24 de Outubro de 2008 - 17h32 - Última modificação em 24 de Outubro de 2008 - 18h03
Crise não deve afetar vendas de material de construção, diz representante do setor
Mariana Jungmann
Repórter da Agência Brasil
Brasília - As vendas no varejo de material de construção cresceram 11% no acumulado dos últimos 12 meses, sem ainda os efeitos da retração da economia mundial. A informação foi dada hoje (24) pelo presidente da Associação Nacional dos Comerciantes de Material de Construção (Anamaco), Cláudio Conz, em entrevista ao programa Revista Brasil, da Rádio Nacional.
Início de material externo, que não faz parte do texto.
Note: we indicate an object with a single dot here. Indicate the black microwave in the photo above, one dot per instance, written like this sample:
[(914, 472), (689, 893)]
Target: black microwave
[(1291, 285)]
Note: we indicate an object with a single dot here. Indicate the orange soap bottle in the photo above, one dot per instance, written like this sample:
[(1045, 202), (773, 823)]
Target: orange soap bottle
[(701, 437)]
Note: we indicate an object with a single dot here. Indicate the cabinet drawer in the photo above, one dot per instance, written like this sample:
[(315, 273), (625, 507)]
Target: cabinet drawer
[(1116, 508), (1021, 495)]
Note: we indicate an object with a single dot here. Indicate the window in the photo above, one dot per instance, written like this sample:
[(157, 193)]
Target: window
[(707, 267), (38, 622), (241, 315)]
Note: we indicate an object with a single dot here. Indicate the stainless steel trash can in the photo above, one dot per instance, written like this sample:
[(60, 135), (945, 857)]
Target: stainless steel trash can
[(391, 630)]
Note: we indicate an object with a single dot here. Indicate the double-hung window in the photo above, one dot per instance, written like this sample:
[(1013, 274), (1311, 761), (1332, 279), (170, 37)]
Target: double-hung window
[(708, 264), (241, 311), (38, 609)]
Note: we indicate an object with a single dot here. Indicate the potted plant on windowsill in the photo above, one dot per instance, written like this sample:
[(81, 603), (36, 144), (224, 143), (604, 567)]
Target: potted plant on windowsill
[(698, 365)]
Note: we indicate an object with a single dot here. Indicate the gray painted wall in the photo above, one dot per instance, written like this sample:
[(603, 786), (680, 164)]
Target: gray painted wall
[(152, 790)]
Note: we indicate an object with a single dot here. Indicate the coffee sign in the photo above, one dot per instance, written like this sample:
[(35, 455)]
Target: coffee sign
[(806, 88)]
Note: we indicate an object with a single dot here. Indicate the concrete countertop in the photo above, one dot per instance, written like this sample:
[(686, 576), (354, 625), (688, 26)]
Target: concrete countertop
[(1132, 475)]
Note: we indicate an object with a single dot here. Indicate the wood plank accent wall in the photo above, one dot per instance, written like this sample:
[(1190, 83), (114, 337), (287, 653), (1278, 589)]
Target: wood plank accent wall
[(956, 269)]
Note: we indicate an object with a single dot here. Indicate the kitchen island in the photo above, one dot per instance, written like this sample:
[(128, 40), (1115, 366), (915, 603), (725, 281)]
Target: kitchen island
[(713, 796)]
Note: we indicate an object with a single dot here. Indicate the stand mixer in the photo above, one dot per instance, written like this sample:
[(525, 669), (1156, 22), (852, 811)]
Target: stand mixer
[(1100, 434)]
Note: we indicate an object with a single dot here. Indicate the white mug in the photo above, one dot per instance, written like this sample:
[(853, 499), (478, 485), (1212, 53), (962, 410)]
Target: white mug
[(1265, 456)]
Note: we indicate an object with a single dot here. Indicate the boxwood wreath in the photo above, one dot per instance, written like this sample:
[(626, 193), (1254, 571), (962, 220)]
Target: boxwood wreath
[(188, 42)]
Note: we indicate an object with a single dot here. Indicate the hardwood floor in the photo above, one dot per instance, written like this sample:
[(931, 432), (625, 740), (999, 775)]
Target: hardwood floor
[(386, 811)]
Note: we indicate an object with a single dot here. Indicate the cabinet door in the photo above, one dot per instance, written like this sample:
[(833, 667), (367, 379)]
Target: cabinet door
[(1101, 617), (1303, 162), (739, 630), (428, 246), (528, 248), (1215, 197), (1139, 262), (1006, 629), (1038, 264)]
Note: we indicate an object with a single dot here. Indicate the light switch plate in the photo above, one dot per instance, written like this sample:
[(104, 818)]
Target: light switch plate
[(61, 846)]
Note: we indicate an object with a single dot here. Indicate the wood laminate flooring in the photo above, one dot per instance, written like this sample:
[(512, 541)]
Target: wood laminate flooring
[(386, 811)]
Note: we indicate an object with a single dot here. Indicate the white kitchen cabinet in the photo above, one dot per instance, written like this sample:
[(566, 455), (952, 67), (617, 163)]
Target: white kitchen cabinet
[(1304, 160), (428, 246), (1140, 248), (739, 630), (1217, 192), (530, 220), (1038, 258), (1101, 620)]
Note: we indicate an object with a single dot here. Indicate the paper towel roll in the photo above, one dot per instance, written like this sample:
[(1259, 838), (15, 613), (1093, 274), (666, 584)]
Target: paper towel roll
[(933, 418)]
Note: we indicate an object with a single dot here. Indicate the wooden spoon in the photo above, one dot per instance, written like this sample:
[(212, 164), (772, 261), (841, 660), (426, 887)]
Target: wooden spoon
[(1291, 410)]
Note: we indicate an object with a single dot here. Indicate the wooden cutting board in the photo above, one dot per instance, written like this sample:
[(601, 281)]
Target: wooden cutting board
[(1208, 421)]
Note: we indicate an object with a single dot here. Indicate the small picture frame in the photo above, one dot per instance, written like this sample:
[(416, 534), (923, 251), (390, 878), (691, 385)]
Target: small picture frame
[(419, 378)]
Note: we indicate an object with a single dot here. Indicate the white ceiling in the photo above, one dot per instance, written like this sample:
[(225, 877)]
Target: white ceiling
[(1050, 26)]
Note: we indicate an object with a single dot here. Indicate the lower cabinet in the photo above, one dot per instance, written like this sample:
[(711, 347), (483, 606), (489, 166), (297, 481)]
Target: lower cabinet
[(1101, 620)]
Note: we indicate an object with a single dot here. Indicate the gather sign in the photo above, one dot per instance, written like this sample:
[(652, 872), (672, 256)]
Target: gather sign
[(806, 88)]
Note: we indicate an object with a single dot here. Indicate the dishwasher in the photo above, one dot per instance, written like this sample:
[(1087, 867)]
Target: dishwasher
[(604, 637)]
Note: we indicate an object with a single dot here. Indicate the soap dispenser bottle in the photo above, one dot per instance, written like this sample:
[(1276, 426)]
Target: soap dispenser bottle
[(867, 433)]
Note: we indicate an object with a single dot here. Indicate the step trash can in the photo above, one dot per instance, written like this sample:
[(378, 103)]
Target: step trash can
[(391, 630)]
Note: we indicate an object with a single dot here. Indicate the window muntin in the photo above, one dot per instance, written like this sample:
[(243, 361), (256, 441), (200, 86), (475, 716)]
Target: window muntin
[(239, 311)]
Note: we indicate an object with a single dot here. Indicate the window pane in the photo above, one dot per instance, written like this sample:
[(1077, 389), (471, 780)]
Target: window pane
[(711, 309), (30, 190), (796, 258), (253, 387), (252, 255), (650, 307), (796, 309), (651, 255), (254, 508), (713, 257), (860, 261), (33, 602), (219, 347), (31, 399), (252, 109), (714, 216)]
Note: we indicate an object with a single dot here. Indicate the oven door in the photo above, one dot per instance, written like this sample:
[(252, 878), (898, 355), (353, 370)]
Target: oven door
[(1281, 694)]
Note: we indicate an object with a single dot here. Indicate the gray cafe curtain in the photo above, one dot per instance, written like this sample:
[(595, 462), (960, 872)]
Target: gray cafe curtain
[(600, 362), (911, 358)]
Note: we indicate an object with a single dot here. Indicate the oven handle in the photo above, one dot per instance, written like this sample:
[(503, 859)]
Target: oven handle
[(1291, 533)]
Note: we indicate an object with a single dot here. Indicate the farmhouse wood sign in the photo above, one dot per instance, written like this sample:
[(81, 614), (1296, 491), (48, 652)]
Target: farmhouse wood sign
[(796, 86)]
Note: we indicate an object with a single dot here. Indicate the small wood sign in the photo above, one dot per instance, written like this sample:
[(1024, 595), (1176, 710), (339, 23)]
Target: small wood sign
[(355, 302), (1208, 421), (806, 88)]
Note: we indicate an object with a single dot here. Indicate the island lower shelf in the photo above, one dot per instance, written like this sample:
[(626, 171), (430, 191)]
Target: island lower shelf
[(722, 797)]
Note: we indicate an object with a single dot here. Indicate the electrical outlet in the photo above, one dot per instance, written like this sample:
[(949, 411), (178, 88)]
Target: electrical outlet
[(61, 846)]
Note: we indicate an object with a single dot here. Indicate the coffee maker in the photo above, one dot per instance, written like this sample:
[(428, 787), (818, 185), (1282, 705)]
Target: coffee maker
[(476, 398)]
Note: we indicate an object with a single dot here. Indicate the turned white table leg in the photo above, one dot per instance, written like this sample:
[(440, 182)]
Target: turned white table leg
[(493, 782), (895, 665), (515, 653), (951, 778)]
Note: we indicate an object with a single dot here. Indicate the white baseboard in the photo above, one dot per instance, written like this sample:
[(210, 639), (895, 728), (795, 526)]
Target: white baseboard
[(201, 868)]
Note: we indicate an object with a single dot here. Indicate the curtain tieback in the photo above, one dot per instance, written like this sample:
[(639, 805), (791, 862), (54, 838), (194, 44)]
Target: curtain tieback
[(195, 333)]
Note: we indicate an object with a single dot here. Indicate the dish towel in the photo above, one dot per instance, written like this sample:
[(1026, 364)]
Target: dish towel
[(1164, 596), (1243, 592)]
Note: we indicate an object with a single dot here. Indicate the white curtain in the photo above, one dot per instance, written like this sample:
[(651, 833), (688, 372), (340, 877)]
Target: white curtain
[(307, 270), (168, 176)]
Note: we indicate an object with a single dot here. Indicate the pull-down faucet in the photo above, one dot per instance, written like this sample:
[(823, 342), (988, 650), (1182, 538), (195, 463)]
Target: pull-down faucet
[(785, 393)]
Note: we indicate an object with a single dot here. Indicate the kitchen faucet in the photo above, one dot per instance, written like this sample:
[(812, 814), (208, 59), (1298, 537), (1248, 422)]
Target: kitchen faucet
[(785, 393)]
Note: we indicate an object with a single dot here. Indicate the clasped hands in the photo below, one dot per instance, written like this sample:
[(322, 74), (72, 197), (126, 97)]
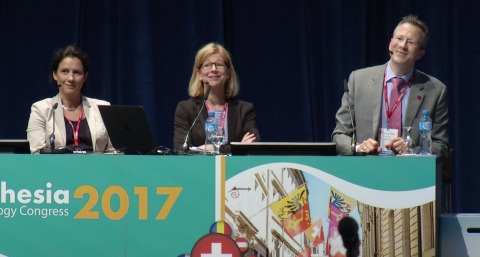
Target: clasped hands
[(370, 146)]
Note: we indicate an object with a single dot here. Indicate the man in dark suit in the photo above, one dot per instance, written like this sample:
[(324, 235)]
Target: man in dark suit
[(369, 105)]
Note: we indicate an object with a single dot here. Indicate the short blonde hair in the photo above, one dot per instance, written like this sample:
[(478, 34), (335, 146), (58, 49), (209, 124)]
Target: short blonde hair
[(195, 87)]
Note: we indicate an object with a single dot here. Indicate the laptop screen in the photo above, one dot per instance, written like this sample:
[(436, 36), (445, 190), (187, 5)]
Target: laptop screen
[(128, 129), (14, 146)]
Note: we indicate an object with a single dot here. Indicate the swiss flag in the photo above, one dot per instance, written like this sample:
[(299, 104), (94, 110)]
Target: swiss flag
[(216, 245)]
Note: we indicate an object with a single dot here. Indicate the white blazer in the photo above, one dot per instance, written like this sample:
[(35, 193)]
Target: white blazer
[(40, 124)]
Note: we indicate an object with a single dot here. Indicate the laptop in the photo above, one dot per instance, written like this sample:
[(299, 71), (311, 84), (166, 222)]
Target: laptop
[(283, 148), (14, 146), (128, 129)]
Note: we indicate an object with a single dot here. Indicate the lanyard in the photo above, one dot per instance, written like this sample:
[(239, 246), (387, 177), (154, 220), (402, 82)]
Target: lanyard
[(223, 114), (404, 90), (77, 129)]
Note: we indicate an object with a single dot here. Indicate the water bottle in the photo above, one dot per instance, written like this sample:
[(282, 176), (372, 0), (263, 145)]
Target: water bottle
[(425, 127), (210, 130)]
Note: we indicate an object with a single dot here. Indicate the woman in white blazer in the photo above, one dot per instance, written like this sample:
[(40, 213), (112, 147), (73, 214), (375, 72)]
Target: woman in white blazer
[(78, 123)]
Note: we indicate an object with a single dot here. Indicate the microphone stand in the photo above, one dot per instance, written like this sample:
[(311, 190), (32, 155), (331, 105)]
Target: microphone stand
[(353, 142), (51, 149), (185, 143)]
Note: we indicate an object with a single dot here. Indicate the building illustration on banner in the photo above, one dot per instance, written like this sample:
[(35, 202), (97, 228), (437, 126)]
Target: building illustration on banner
[(284, 211)]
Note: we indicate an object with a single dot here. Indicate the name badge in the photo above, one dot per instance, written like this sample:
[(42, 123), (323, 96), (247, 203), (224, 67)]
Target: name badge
[(385, 136)]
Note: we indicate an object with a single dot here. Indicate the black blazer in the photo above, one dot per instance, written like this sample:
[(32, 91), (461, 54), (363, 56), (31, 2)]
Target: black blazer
[(241, 119)]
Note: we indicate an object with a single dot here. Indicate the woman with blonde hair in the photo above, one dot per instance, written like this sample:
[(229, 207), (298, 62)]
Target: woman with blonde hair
[(213, 68)]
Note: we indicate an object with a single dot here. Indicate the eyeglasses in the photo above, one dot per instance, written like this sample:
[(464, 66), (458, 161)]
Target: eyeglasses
[(218, 66), (401, 40)]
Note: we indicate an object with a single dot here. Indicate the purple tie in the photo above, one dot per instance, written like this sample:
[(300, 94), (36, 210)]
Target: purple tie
[(396, 118)]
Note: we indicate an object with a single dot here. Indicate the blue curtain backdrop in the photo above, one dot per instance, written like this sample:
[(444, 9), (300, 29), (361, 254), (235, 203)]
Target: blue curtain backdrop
[(291, 57)]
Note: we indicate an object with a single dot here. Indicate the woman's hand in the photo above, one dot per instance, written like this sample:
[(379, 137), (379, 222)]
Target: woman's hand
[(369, 146)]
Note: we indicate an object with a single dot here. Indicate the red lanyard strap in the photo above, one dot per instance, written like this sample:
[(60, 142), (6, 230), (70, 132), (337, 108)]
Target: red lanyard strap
[(404, 90)]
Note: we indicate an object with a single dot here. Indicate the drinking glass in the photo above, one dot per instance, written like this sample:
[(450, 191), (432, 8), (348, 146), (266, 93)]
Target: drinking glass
[(408, 141), (217, 141)]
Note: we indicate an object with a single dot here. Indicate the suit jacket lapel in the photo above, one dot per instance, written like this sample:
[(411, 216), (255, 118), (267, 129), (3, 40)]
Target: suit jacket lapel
[(415, 100), (377, 93), (60, 123)]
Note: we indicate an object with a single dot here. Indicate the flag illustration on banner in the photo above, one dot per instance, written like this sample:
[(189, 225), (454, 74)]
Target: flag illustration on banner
[(293, 211), (305, 253), (315, 232), (340, 206)]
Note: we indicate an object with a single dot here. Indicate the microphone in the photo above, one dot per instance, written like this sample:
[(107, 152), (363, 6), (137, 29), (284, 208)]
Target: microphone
[(52, 136), (348, 229), (185, 143), (354, 134)]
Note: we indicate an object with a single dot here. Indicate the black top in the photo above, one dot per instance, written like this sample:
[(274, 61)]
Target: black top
[(84, 136)]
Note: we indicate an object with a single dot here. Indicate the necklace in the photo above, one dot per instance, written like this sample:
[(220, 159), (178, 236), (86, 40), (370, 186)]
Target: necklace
[(71, 109)]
O setor da construção civil possui uma participação equivalente a 13% no Produto Interno Bruto(PIB), dos quais 4% corresponde a venda de materiais de construção.
Claúdio Conz disse que é de este canal de comercialização do material de construção corresponde a 67% das venda do setor . A comercialização em grande escala, para construtoras, que corresponde a 23% do total, deve passar por um período de acomodação nos próximos 15 dias. “Estamos aguardando um pouco esse momento, porque está havendo um replanejamento deles [construtoras] em relação ao financiamento”, disse ele.Para Conz, a baixa nas vendas para construtoras permitirá, entretanto, que o material seja ofertado para o consumidor, de modo que não falte nenhum produto no mercado e os preços não aumentem. “Tivemos, nos últimos três meses, sérios problemas de fornecimento de cimento, principalmente em áreas em que a logística era mais difícil”, lembrou Conz.
Ele destacou os investimentos feitos pela indústria brasileira de cimento, mas observou que os efeitos de tais aplicações só deverão ser sentidos a partir do segundo semestre do próximo ano. “Acho que terminaremos o ano com crescimento na casa de 10,5%, o que é um excelente resultado. E dificilmente não vamos crescer o dobro do PIB [Produto Interno Bruto] no ano que vem.”
O empresário ressaltou também que as indústrias estão investindo agora para ter resultados até a Copa do Mundo de 2014, que será realizada no Brasil. “Quem olha pra 2014, vê que a copa é tijolo e cimento”, afirmou.
Conz, que também faz parte do Conselho Curador do Fundo de Garantia do Tempo de Serviço (FGTS), o único gargalo do setor da construção está na falta de mão-de-obra qualificada. Para isso, cerca de 150 mil pessoas que estão no Bolsa Família, vão ser qualificadas pelo Ministério do Trabalho para trabalhar na construção civil.